Once the game itself started, though, I began to realize that the Savanna Bananas experience that I was watching online was not the same experience as watching in person. Trick plays and back flips were amusing … for a while, as was the blasting music. But it began to grate sooner than I had expected, and I missed the added stakes of a broader season-long narrative where a win or a loss means something. While the Banana-bits might be fun for a minute on TikTok, it felt stale after about an hour, and I don’t think I was the only one with that experience.
Just a few innings in, I spotted groups of adults standing by the beer stand, chatting about the strange intensity of the whole experience. People were having fun, but a good chunk of the audience was already gone by the time the two hour already-truncated game finished.
This isn’t to say that people don’t usually leave ballgames early or that there aren’t plenty of bored kids and bored adults at your standard MLB game, but Banana Ball is about mass entertainment, and people didn’t seem as entertained as I expected them to be.
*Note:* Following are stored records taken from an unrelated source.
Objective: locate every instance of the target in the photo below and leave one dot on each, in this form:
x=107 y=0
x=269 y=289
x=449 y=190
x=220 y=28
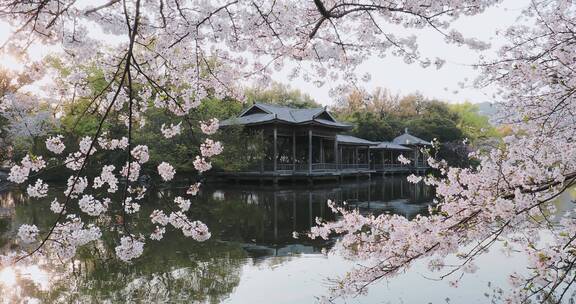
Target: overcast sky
x=392 y=73
x=399 y=77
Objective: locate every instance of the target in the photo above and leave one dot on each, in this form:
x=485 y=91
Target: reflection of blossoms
x=112 y=144
x=134 y=169
x=93 y=207
x=193 y=189
x=166 y=171
x=182 y=203
x=414 y=179
x=86 y=145
x=28 y=233
x=38 y=190
x=197 y=230
x=18 y=174
x=56 y=207
x=140 y=153
x=76 y=186
x=159 y=217
x=402 y=159
x=201 y=164
x=129 y=248
x=210 y=148
x=74 y=161
x=35 y=163
x=70 y=235
x=107 y=177
x=158 y=233
x=130 y=206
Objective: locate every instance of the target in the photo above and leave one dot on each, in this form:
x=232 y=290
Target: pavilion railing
x=304 y=167
x=389 y=166
x=324 y=167
x=354 y=166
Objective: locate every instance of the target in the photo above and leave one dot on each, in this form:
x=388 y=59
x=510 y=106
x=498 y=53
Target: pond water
x=251 y=257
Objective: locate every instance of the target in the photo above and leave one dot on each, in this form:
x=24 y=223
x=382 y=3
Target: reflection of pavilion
x=295 y=209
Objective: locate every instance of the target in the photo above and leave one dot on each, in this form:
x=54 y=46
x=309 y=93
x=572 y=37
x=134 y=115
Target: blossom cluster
x=55 y=144
x=210 y=127
x=170 y=131
x=19 y=173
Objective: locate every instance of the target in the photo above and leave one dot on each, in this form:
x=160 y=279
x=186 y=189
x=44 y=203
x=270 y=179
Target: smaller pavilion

This boredom partially came from Banana-mania overstimulation, but I also think it came from the fact that the much of the “performance” seemed catered to a digital audience.
Watching the Savannah Bananas play was like watching a pop star singing to documentary cameras instead of to the audience in the seats. The screens in the stadium weren’t really directed to catch all the fun dances as you’d see them on social media, so you were only seeing them from far away (unless you were really close to the field) and at a weird angle. Bits like the baby race, Banana Nanas, and Princess Potassia worked better in person, but the rest fell flat. Over time, it felt more like I was watching people film social content than watching a “show” (as the Bananas call it), and I left the game believing strongly that the best way to take in the Savannah Bananas is through TikTok.
There’s no debate to be had about the Bananas’ success in reaching a wide audience through their social media presence—- the fact that the team can sell out major league stadiums speaks to that — but I do believe that in splitting their focus between their in-person audience and online audience, the Savannah Bananas leave their in-person audience behind. That issue could be remedied, perhaps by something as simple as finding a way to film more of the up-close dancing live for the jumbotron. It isn't impossible to make a stadium performance work (in fact, pop stars do it every day). But the Bananas would have to prioritize their in-person audience at games instead of their digital one.
There is the question, of course, about whether the needs of the online many outweigh the needs of the in-person few. But, if Banana Ball is really about getting more people into baseball and about making baseball fun, it has to sustain its own fans' engagement beyond the confines of a minute-long video.